Mirabegron and solifenacin treatment prevented increased voiding behaviour in animals exposed to psychological stress.  With no differences in urinary volume detected, the changes observed were in voiding phenotype rather than urine production, with drug treatment returning voiding behaviour to unstressed control levels, despite continued stress exposure.  Overactive bladder symptoms correlate with increased anxiety and depression in patients.  While there is some evidence that both mirabegron and solifenacin can reduce the associated symptoms of anxiety and depression in clinical studies (Kelleher et al., 2005; Kinjo et al., 2019), here we observed that oral treatment with solifenacin and mirabegron can reduce the hormonal stress response associated with environmental stress. Central and peripheral muscarinic and adrenergic receptors have previously been linked to regulation of corticosterone release (Rhodes et al, 2005; Walker et al, 1991) and the reduction in the hormonal stress response may contribute to the effectiveness of these drugs in managing the voiding changes associated with water avoidance stress exposure. While voiding frequency was reduced by mirabegron and solifenacin treatment, the increase in bladder contractility to stimulation with carbachol observed following stress was not altered in either of the drug treated animal groups.  This would suggest that the increase in contractility does not play a causal role in the voiding dysfunction observed with stress and may instead be a local compensatory mechanism in response to stress.
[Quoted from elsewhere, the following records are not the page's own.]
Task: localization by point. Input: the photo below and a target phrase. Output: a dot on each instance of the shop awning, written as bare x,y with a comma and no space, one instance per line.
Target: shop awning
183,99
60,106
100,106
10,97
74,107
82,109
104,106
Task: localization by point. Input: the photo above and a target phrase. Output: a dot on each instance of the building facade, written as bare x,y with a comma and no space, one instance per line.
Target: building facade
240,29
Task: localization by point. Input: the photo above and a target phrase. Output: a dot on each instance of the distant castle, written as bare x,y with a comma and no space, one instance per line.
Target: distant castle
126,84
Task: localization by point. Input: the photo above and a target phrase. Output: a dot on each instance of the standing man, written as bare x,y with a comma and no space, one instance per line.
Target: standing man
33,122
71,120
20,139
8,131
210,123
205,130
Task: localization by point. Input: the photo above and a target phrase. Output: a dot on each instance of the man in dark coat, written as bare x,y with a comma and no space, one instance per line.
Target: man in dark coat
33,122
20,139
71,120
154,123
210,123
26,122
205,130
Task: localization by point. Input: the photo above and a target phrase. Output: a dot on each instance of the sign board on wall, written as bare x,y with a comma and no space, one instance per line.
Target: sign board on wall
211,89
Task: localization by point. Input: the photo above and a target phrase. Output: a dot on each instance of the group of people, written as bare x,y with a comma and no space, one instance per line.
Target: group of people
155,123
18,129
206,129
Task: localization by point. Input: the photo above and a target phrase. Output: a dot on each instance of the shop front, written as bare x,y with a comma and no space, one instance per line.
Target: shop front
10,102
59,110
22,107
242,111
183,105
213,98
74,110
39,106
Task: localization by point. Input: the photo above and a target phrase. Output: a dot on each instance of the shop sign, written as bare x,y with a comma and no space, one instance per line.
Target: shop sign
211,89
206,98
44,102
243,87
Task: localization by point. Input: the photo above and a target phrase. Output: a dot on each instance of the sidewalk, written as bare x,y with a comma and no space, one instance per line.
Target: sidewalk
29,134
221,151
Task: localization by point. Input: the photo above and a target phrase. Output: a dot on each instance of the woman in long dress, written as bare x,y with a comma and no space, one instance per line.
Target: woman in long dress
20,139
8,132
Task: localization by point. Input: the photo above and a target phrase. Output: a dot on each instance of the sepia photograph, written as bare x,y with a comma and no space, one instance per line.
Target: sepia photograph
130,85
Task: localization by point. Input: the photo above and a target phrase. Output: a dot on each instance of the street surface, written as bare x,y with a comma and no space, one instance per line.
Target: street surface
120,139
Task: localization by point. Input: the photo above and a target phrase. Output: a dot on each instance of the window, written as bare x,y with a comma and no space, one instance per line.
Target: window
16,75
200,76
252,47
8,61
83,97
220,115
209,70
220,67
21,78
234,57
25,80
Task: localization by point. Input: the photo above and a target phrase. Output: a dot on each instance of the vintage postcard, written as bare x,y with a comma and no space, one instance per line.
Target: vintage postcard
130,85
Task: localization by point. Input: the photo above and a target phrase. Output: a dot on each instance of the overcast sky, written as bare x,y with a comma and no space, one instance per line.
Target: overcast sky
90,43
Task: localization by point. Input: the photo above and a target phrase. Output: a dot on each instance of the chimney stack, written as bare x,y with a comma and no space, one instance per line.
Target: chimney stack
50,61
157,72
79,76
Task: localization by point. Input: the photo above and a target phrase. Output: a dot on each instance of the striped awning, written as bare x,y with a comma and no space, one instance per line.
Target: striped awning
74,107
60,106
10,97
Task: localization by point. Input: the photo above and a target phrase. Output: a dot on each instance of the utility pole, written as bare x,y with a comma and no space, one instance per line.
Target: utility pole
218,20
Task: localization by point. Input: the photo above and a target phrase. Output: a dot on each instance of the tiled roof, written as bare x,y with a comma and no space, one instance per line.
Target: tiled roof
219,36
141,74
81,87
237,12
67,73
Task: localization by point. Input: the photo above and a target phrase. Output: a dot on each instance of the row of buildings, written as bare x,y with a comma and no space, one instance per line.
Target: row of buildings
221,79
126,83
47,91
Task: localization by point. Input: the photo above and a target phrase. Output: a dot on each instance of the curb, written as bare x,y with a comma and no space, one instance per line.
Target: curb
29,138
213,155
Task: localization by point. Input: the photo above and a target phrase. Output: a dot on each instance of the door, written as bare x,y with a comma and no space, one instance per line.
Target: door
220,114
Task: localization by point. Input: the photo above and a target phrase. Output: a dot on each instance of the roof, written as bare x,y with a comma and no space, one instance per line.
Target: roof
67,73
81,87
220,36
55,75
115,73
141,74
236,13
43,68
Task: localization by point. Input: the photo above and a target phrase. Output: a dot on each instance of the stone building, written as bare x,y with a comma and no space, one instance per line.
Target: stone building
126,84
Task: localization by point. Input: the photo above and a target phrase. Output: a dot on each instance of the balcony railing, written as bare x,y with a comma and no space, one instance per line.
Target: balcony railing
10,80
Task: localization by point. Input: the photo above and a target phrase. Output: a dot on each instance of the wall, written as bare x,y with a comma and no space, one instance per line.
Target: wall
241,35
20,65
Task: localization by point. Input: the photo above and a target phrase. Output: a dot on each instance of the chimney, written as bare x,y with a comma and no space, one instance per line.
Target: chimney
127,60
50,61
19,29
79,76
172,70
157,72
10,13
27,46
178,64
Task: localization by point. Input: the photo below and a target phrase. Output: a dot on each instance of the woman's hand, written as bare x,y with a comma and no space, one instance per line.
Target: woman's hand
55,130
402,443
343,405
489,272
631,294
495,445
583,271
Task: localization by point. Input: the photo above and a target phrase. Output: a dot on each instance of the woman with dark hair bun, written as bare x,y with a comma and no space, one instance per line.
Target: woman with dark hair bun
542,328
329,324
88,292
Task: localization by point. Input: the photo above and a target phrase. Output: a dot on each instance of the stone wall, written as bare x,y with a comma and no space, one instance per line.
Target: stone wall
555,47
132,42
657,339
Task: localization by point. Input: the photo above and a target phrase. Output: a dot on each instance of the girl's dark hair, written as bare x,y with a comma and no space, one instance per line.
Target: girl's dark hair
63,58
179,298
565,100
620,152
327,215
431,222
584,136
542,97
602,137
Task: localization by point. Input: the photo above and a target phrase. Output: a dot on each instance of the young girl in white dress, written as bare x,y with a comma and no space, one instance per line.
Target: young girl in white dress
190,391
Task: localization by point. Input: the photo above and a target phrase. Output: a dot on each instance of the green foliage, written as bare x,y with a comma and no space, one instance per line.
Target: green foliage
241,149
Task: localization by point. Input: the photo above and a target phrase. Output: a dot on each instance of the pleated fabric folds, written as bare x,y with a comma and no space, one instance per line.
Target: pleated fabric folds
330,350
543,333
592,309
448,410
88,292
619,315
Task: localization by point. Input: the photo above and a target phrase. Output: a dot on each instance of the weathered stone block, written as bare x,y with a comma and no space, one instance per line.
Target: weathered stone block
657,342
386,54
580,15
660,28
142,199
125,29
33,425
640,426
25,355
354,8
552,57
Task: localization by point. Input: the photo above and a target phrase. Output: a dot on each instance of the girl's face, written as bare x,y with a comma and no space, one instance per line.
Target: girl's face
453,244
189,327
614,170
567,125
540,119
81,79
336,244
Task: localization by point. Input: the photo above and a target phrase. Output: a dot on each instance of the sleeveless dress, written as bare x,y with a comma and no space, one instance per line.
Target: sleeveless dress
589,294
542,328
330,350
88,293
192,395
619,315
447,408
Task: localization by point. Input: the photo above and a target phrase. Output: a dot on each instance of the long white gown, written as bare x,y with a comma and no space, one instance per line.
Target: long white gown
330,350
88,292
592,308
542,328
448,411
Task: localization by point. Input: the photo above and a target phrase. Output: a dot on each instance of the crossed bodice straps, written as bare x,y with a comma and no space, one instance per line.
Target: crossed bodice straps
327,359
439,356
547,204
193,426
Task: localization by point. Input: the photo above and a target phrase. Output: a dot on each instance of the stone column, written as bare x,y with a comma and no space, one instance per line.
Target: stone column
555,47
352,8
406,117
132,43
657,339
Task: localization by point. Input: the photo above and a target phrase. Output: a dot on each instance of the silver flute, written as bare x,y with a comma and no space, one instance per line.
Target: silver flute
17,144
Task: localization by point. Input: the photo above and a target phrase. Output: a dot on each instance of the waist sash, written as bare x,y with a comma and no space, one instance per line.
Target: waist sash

This study is the first pre-clinical study to our knowledge to show that management of bladder dysfunction caused by psychological stress can benefit from the use of an antimuscarinic such as solifenacin or the β3-adrenoceptor agonist, mirabegron.

Kinjo, M., Yamaguchi, T., Tambo, M., Okegawa, T., & Fukuhara, H. (2019). Effects of Mirabegron on Anxiety and Depression in Female Patients with Overactive Bladder. Urol Int, 102(3), 331-335.
Rhodes, M. E., Billings, T. E., Czambel, R. K., & Rubin, R. T. (2005). Pituitary-adrenal responses to cholinergic stimulation and acute mild stress are differentially elevated in male and female M-2 muscarinic receptor knockout mice. Journal of Neuroendocrinology, 17(12), 817-826.